Card payments using the Europay-MasterCard-Visa (EMV) chip are common in many parts of the world. The US card industry has been slow to accept this new standard citing the high cost of implementation. WIth the increasing cost associated with PCI compliance, coupled with mounting losses from the breach of card holder data, the industry has recently made an about face. The major card brands are trying to push the adoption of this new standard by requiring U.S. merchant processors to be capable of accepting EMV transactions as early as April 1, 2013.
There is a looming issue with the current EMV technology in that it is proprietary to each card brand and thereby tying the processor to a specific network. This is clearly incompatible with the Durbin requirement for merchants to be able to choose between at least two unaffiliated networks. According to a report in Digital Transactions, a working group of the Secure Remote Payment Council has developed a strategy for using a common application that would allow merchants to accept the EMV enabled payments and have the ability to route the payments to more than one network.

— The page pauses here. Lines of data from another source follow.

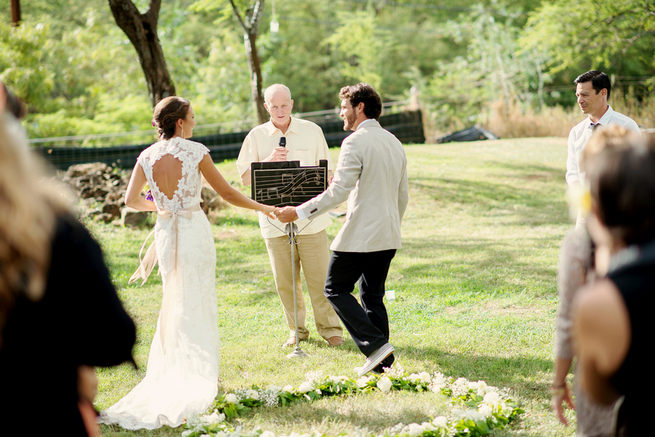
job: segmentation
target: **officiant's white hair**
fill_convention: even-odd
[[[291,90],[289,89],[288,86],[281,84],[281,83],[274,83],[273,85],[269,85],[265,90],[264,90],[264,101],[266,104],[271,103],[271,98],[273,97],[273,94],[275,94],[277,91],[284,91],[289,95],[289,99],[291,99]]]

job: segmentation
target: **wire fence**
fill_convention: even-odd
[[[396,105],[395,110],[389,106],[384,111],[384,115],[380,117],[380,124],[391,133],[393,133],[403,143],[424,143],[425,135],[423,132],[422,115],[419,110],[415,111],[401,111],[401,105]],[[325,140],[329,147],[336,147],[341,144],[344,138],[349,135],[349,132],[343,130],[343,121],[338,118],[336,110],[316,111],[312,113],[298,114],[302,118],[314,121],[323,129]],[[254,126],[256,123],[252,123]],[[206,127],[204,133],[200,130],[198,132],[194,129],[194,137],[192,140],[198,141],[210,150],[211,157],[214,161],[222,161],[225,159],[234,159],[238,156],[239,150],[248,130],[239,130],[235,132],[222,133],[221,128],[224,127],[214,125],[213,132],[211,127]],[[120,168],[131,168],[136,163],[136,159],[143,149],[148,147],[152,142],[152,132],[150,138],[146,141],[141,141],[138,144],[125,144],[119,146],[109,147],[80,147],[70,145],[52,145],[50,142],[36,142],[32,140],[34,149],[40,153],[51,165],[58,169],[67,169],[74,164],[82,164],[87,162],[104,162]],[[77,139],[70,139],[76,137],[60,137],[57,141],[66,142],[80,142],[84,140],[81,137]],[[124,138],[128,138],[125,136]],[[52,140],[52,139],[51,139]],[[48,145],[49,144],[49,145]],[[70,143],[69,143],[70,144]]]

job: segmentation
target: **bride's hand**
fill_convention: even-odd
[[[272,219],[277,218],[275,216],[275,207],[274,206],[263,205],[262,204],[262,207],[261,207],[260,211],[263,212],[264,214],[266,214],[267,216],[269,216]]]

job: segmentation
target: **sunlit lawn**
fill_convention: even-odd
[[[565,140],[530,138],[443,145],[409,145],[410,204],[403,221],[403,249],[387,288],[391,342],[408,371],[508,387],[526,410],[523,419],[496,435],[573,435],[549,412],[551,350],[557,291],[558,248],[571,226],[564,200]],[[335,162],[339,150],[334,149]],[[219,169],[238,180],[233,161]],[[247,192],[247,190],[243,190]],[[328,229],[334,237],[343,219]],[[121,298],[138,326],[134,349],[140,370],[124,365],[99,371],[96,406],[125,395],[145,373],[159,311],[161,281],[127,286],[149,229],[90,223],[100,240]],[[289,360],[280,345],[287,329],[254,213],[228,209],[213,227],[217,251],[218,325],[222,390],[258,385],[298,385],[309,371],[355,376],[363,356],[350,338],[326,347],[312,331]],[[308,326],[313,329],[311,311]],[[102,341],[102,339],[98,339]],[[243,416],[246,429],[330,435],[382,433],[398,422],[421,422],[448,412],[436,395],[392,393],[326,399],[292,407],[259,409]],[[179,435],[181,429],[108,436]]]

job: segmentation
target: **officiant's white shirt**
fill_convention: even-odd
[[[321,127],[308,120],[291,117],[291,123],[286,133],[275,127],[271,121],[254,127],[243,140],[237,170],[239,175],[250,171],[251,162],[259,162],[273,152],[280,144],[280,137],[286,137],[287,161],[300,161],[300,165],[318,165],[321,159],[328,161],[328,170],[332,170],[332,161],[327,142]],[[297,220],[299,234],[310,235],[324,230],[331,223],[327,214],[321,214],[309,220]],[[280,231],[286,225],[279,220],[267,218],[259,213],[259,227],[264,238],[275,238],[286,235]]]

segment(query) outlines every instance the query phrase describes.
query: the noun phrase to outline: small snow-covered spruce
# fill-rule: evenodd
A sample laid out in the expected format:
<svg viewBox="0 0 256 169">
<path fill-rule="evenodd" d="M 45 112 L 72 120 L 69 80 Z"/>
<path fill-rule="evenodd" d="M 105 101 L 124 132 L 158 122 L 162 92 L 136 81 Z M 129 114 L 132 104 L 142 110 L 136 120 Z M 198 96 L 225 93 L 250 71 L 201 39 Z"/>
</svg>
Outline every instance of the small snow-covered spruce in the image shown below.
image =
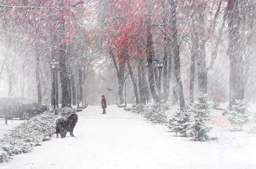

The premise of the common app is to outline standard format that allows merchants to have the routing choice as mandated by the Durbin Amendment. Additionally, the common app would also make it easier for issuers to switch networks. Although the common app concept seems to solve some of the basic compliance problems with the new EMV mandate, Mastercard and VISA may be reluctant to give up on the exclusive nature of tying the EMV standard to a specific network.
Mastercard and VISA are planning to reach a conclusion regarding the common app proposal by mid-January. However, those closest to the card payment industry suspect that regardless of the decision, the April 1 deadline will likely be pushed back.